Dieser Fall betrifft einen trans Mann, dem in Ungarn aufgrund begründeter Furcht vor Verfolgung in seinem Herkunftsland wegen seines Geschlechts der Flüchtlingsstatus gewährt wurde. Der trans Mann beantragte die Korrektur seines Geschlechtseintrags und Namens im nationalen Asylregister (da diese seinen Geburtsnamen und sein bei der Geburt zugewiesenes Geschlecht widerspiegelten) gemäß Artikel 16 der EU-Datenschutz-Grundverordnung (DSGVO) mit der Begründung, dass die Daten nicht korrekt seien. So konnte er sein Recht auf Anerkennung seines Geschlechts durchsetzen.

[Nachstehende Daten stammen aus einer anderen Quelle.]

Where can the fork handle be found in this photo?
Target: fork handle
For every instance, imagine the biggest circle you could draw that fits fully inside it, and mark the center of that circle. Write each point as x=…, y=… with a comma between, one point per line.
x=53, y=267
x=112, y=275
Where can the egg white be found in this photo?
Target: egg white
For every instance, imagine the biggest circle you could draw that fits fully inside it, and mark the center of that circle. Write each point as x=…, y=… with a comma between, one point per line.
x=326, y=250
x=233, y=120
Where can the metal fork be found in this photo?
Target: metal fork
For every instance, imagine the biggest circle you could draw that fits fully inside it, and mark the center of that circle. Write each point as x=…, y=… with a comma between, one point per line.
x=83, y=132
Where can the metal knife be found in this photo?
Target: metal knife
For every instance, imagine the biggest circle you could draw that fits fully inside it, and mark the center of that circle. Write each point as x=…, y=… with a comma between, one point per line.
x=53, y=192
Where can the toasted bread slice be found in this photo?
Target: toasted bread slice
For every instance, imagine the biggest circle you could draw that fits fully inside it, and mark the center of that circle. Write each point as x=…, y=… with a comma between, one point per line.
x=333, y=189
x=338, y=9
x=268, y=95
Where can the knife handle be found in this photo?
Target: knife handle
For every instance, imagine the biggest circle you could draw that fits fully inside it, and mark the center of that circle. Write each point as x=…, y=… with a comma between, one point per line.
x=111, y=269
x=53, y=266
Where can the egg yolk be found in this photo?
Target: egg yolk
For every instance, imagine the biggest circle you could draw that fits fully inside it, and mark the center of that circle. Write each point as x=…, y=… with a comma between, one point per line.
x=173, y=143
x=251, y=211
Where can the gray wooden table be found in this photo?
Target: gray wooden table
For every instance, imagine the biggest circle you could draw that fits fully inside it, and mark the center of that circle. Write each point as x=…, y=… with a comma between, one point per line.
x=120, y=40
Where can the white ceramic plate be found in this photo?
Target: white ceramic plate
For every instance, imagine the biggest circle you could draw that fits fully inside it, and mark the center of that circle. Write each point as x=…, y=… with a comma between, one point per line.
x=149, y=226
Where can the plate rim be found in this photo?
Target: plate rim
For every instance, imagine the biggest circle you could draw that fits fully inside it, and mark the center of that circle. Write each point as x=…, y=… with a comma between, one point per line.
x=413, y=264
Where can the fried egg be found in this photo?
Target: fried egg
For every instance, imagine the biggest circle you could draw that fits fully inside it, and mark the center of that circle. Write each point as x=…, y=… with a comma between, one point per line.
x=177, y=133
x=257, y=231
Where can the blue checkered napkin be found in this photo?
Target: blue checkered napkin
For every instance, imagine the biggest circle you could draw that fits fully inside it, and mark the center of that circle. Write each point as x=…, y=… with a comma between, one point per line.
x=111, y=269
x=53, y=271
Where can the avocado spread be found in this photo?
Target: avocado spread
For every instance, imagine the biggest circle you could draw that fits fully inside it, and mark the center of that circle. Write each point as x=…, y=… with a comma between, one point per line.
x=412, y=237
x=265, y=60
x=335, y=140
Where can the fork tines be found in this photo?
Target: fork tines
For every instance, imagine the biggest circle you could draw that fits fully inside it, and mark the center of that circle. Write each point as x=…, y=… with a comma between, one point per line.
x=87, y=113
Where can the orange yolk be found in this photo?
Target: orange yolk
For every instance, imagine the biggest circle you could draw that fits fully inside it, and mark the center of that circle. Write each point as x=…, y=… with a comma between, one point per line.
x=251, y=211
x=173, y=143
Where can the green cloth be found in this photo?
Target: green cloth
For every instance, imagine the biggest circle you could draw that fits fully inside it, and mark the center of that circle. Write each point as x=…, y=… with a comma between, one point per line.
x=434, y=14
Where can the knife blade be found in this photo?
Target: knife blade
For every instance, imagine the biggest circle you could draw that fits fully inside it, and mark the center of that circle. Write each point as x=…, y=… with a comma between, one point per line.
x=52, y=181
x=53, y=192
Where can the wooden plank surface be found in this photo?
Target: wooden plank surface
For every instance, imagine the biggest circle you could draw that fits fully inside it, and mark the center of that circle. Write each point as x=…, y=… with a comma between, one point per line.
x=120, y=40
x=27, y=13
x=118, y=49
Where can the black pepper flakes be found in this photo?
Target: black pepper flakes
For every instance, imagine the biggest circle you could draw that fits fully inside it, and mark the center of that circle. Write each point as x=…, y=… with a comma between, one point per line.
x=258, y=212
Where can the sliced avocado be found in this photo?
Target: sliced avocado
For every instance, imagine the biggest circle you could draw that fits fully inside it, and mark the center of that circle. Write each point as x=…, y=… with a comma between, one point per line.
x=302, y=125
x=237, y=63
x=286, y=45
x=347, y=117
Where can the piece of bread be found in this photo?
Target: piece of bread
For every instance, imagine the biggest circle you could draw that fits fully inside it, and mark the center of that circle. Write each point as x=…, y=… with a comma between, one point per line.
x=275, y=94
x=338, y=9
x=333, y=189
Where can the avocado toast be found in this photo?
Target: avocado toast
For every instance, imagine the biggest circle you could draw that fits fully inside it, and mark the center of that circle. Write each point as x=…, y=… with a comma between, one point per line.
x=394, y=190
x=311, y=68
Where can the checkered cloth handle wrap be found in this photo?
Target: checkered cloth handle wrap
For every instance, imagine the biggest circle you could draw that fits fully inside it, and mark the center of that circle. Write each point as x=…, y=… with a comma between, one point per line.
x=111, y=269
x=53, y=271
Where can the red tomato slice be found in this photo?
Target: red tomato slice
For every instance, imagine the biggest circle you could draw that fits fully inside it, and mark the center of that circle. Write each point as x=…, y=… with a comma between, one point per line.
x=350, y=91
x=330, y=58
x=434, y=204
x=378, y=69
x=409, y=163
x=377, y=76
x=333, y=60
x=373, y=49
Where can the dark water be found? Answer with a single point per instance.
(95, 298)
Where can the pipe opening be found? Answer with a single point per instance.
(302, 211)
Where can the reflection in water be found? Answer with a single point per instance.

Transfeindlichkeit in den USA: Die bunte Maske der bürgerlichen Demokratie fällt
Insgesamt zeigt der Bericht jedoch zahlreiche Rechtseinschränkungen auf, die im vergangenen Jahr durchgesetzt wurden, und kaum Verbesserungen. Es wurden zwar nur 54 Länder untersucht, die Ergebnisse stehen aber symptomatisch für Entwicklungen auf der ganzen Welt. Denn über die 54 Länder hinaus ist bekannt, dass sich auch in den USA und anderen Ländern eine repressivere Politik gegen Transpersonen durchsetzt.
Der amerikanische Staat übte nach der Zurücknahme seiner eigenen Antidiskriminierungsgesetze zuletzt sogar Druck auf europäische Konzerne aus. Als Reaktion auf und auch als Teil des Rechtsrucks haben in Deutschland einige Konzerne bereits angekündigt, ihre Antidiskriminierungsleitlinien zu überarbeiten und ihre finanzielle Unterstützung für die CSDs zurückzuziehen.